Conclusion - derlin/bda-lsa-project GitHub Wiki
In the end, we learned a lot about different concepts involved in Latent Semantic Analysis. Here's what we get out of it :
Preprocessing
- Using a pipeline and saving outputs on HDFS saves a lot of time. Most computations require a lot of it, so saving hours can really make a difference in how fast the work is advancing in the long run.
- Mapping between documentIds and titles are fragile in the model we used. It's important to save them.
- Everything takes time ! Planning and running things as soon as we can is a best practice.
Results
SVD
SVD is rather powerful and works quite well in some use cases. For example, it is really efficient when used as recommendation system, using topDocsForDoc
and such.
LDA
LDA has similarities with SVD in its functionalities, but some also differ. It is for example useful to see topics and to classify new documents, but more difficult to use in a recommendation system because we always have to use topics.

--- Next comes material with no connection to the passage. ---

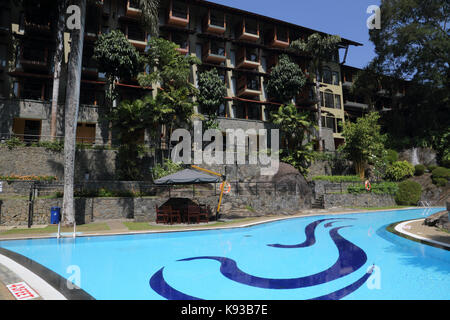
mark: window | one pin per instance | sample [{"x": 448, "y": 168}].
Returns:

About our results : We tried using 1'000 topics at first but the results were unsatisfying. Using 200 topics yields much more interesting and concise topics. Also, the number of iterations plays an important role in the final quality of the topics. The default number of 10 iterations is unusable.
Comparison
SVD and SDA have their own caracteristics :
- SVD => Ordered and consistents topics. Multiple executions = same results.
- SDA => Random order due to the clustering. Gives different results each execution
In the end, these two models don't give the same topics, but both seem interesting in their own way.
Perspectives
About Pre-processing : Even after lemmatization etc, we still find words like "new" that could be considered stopwords. An improvement could be to change the vocabulary size (we took 20'000). A higher or smaller number could lead to more interesting results. Also, HashingTF
may be useful to increase performances.
Model tuning is super important for SDA : alpha, beta and k are important parameters. We could have tried more different values to see the impoact on the result but were still quite happy with the results using default values.
The QueryEngine can also be improved. We used a simple algorithm to get the results we presented. It could be improved by using the cosine similarity to recommend documents for example.
And finally, an implementation improvement would be to use Pipelines. It would make the whole work of saving and reloading models easier.